Only one study explicitly reported on any type of user (or patient) representation. Many funders or ethical review committees now request documentation on user representation in applications and protocols, but it is not required to report such collaboration in publications. Many of the reviewed studies were planned and conducted several years prior to publication, when such user representation was less common.

Strengths and limitations

This review has several strengths. It assessed the differences in the number and methodology of clinical studies using PROs in 2 years with ten years interval. Several important guidelines, such as the CONSORT-PRO criteria, were published during those 10 years and could have influenced the reporting of the publications. The review assessed diverse studies with different designs in different countries and in a wide range of patient groups. The findings could thus be used for comparison in the future.
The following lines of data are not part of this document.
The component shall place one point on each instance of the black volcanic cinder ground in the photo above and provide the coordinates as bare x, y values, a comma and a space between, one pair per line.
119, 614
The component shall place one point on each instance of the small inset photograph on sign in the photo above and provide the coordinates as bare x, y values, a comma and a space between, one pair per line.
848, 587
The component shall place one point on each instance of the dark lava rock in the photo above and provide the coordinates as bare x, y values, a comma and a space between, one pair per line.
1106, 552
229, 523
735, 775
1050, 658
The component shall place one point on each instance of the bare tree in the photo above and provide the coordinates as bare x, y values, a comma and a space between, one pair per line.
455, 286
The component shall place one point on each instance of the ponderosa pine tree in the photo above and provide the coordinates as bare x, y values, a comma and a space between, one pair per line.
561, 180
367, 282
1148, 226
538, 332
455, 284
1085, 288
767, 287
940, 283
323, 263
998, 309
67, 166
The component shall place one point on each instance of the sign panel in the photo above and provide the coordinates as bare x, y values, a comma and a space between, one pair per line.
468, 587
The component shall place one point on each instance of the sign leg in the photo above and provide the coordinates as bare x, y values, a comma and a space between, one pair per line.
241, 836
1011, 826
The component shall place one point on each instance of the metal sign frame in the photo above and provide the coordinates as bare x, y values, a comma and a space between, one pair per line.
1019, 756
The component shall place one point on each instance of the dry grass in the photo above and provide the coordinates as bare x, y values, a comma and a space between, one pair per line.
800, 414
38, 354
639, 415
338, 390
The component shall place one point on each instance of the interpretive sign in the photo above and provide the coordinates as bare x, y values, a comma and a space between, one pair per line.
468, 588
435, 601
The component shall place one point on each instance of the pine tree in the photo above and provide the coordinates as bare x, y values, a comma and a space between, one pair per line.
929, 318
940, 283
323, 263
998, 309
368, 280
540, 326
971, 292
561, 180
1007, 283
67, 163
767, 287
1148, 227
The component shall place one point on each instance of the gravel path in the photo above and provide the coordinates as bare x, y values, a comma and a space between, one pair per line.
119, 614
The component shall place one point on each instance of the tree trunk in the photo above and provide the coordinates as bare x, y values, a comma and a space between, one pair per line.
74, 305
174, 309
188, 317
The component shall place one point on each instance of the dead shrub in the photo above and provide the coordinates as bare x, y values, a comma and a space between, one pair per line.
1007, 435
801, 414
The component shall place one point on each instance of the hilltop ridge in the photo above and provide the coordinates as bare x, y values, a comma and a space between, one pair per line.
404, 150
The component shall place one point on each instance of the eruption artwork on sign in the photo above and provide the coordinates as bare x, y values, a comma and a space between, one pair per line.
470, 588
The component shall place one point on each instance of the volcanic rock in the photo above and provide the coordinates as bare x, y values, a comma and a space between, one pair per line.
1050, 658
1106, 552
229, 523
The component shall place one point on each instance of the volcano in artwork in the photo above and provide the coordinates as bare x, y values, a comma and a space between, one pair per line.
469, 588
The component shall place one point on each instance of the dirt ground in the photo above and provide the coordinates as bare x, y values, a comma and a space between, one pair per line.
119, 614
Some limitations should be noted. The decision to use only the five PRO-specific criteria from the CONSORT-PRO extension and not the full checklist could be questioned. PRO-specific elaborations presented in the same publication could have been used in addition. Several other CONSORT-PRO criteria also apply to all study designs. However, the intention of this review was not to assess whether the studies complied with the full CONSORT-PRO checklist, but to evaluate the PRO methodology, and for this purpose, the five items were considered sufficient, together with evaluation of other key characteristics such as number of patients included, inclusion of user representatives, and type of PROM used. Several researchers with different backgrounds were involved in the review process. A number of publications included in part I of the review were excluded in part II after closer scrutiny. A more stringent preparation phase could have resulted in a more concise evaluation of eligibility in part I. Furthermore, the review revealed some uncertainty or disagreement about the interpretation and operationalization of the CONSORT-PRO criteria among the reviewers, and a pragmatic approach was chosen. For example, a study would be eligible if it reported on validity or reliability for one of the several PROMs included in the study, but not necessarily for the patient group in question or in the language of administration. Similarly, statistical approaches for dealing with missing data varied from the exclusion of respondents with missing data to the use of more advanced statistical analyses to accommodate missing data, such as linear mixed models. Due to this uncertainty, there were several clarifying discussions during the review process, which could have been exposed at an earlier stage or avoided if we had included pairwise review in the pilot study or in part I, or conducted a pilot test in part II. Finally, the review included studies conducted in European countries that may differ from those conducted in other parts of the world. In addition, publications by systematic search in only one database were included, and searches in other databases could have led to different results. Also, our random selection of 300 publications may not be entirely representative.

Conclusion

The number of clinical studies using PROs in Europe was higher in 2018 than in 2008, and a few methodological aspects seemed to have improved. Altogether, there was little difference between 2008 and 2018 in compliance with the PRO-specific criteria for reporting. Therefore, it seems that published guidelines have had limited impact on the reporting of clinical studies using PROs so far. The large variations in the methodology and reporting of published PRO research may limit the use of PROs to reach its full potential in terms of influence. Higher influence may facilitate the use of PROs to support treatment decisions, health policy, and improve patient care.